As a child, with much to learn, I became accustomed hearing my increasingly exasperated father say, “prevention is better than cure, son”, moments before he meted out what he hoped was a ‘cure’ for my recurring misdemeanours. The recent public commentary on the state of school education in our country reminds me of that message.
From the Australian Catholic University’s bleak report on the longitudinal study on principal health and wellbeing to the inflammatory “dud public teachers” remarks of our acting federal Education Minister, Stuart Robert, and almost everything in between, one thing is crystal clear. We are facing a monumental challenge to repair the damage done on many fronts, to the teaching profession, and by extension to the lives of our children.
Principals are being burnt out by excessive workload demands. Threats of, and actual violence toward school staff by parents are at intolerable levels, not that any level is tolerable. Little wonder then, that up-and-coming teachers don’t want the job.
The staffing crisis in schools, a crisis that has been spoken of for years now, has exploded. Schools everywhere are cannibalising specialist programs and splitting grades to simply cover casual teacher shortages on a scale never seen before at this time of year. We shudder to think of what lies in wait for us in the winter months.
To add insult to injury, reports by Save Our Schools (SOS) illustrate a clear pattern of bias in funding aimed squarely to the advantage of independent schools. Here in Victoria for example, combined Commonwealth and state projected funding estimates show that private schools will be over-funded by about $730m for the rest of the decade while public schools will be under-funded by nearly $20bn. NSW projected funding estimates are even worse, showing that private schools will be over-funded by $2bn for the rest of the decade while public schools will be under-funded by $21bn.
It's even harder then, to swallow ill-informed “dud public teacher” comments by acting federal Minister Roberts, when the government of which he is a member is busy being so discriminatory in favour of private schools in their funding!
Then there’s the issue of “disruptive classrooms” in Australian schools, based on limited, if not questionable OECD findings – the implication being that our teachers aren’t up to the job of managing student behaviour. Of course, this line of argument camouflages an ugly fact. That fact being that our students with disabilities and impairments programs in schools are broken.

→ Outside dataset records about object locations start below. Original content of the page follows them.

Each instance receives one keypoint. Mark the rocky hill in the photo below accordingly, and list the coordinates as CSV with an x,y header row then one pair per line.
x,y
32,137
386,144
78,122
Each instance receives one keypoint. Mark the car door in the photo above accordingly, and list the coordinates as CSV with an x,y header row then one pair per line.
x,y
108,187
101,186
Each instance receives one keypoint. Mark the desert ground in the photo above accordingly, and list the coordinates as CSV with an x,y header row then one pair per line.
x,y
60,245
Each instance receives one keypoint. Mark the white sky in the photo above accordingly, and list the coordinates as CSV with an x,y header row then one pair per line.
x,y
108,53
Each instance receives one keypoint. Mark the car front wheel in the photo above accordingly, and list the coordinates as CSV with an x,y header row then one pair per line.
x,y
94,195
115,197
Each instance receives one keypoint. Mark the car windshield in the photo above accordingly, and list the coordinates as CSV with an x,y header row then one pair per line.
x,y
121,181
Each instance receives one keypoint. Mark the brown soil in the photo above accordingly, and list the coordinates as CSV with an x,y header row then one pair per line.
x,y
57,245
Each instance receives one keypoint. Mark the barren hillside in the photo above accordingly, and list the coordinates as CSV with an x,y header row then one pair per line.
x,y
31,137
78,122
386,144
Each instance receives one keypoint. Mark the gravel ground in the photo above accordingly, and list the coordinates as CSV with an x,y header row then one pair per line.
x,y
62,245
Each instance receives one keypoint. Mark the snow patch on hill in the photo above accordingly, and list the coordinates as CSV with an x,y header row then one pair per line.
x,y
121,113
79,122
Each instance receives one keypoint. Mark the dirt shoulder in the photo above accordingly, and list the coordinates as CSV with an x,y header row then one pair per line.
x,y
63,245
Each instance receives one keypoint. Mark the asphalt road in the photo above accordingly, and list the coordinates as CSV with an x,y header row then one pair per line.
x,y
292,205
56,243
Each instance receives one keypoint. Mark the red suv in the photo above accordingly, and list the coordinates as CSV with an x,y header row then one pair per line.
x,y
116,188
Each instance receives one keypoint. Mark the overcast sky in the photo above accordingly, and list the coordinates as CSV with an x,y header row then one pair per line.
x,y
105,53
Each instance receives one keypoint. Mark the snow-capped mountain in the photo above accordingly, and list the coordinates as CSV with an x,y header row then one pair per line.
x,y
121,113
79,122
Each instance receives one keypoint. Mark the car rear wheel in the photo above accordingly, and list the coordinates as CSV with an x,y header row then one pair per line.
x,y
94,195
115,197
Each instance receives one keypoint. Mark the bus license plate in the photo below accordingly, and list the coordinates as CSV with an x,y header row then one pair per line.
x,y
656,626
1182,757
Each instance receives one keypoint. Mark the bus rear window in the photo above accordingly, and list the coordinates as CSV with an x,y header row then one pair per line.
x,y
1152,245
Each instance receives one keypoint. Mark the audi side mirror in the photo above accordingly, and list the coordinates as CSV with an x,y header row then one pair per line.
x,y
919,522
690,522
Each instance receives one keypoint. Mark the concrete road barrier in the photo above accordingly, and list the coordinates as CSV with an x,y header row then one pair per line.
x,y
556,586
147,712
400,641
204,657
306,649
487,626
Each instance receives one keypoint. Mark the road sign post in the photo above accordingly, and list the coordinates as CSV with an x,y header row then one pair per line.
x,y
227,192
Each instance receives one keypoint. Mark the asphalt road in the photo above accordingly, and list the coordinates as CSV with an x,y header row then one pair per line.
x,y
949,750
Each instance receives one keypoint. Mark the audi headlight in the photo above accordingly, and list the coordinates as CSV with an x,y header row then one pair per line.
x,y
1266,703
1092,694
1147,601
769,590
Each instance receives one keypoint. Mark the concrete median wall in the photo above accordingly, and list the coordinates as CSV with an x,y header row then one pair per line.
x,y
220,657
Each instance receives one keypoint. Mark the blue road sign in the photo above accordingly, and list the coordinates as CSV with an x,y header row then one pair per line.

Simple as that. Waiting lists for student assessments being up to six months, a chronic and increasing shortage of skilled psychologists, speech pathologists and social workers available to schools and too often, inadequate funding to meet the needs of these children is more to the point.
Little wonder then that parents, students and staff are at, and too often beyond, breaking point.
The past two pandemic years have highlighted the fragility of our profession; a fragility for too long papered over by the “love of teaching” mantra ascribed to members of our profession. Sadly, exploited too, I may add.
There are calls for us to “talk up the profession”. That will be so much more enthusiastically done when our governments, for their part, engage in more preventive behaviours in future, rather than what too often appears as self-serving window dressing.
Henry Grossek is principal of Berwick Lodge Primary School in Melbourne.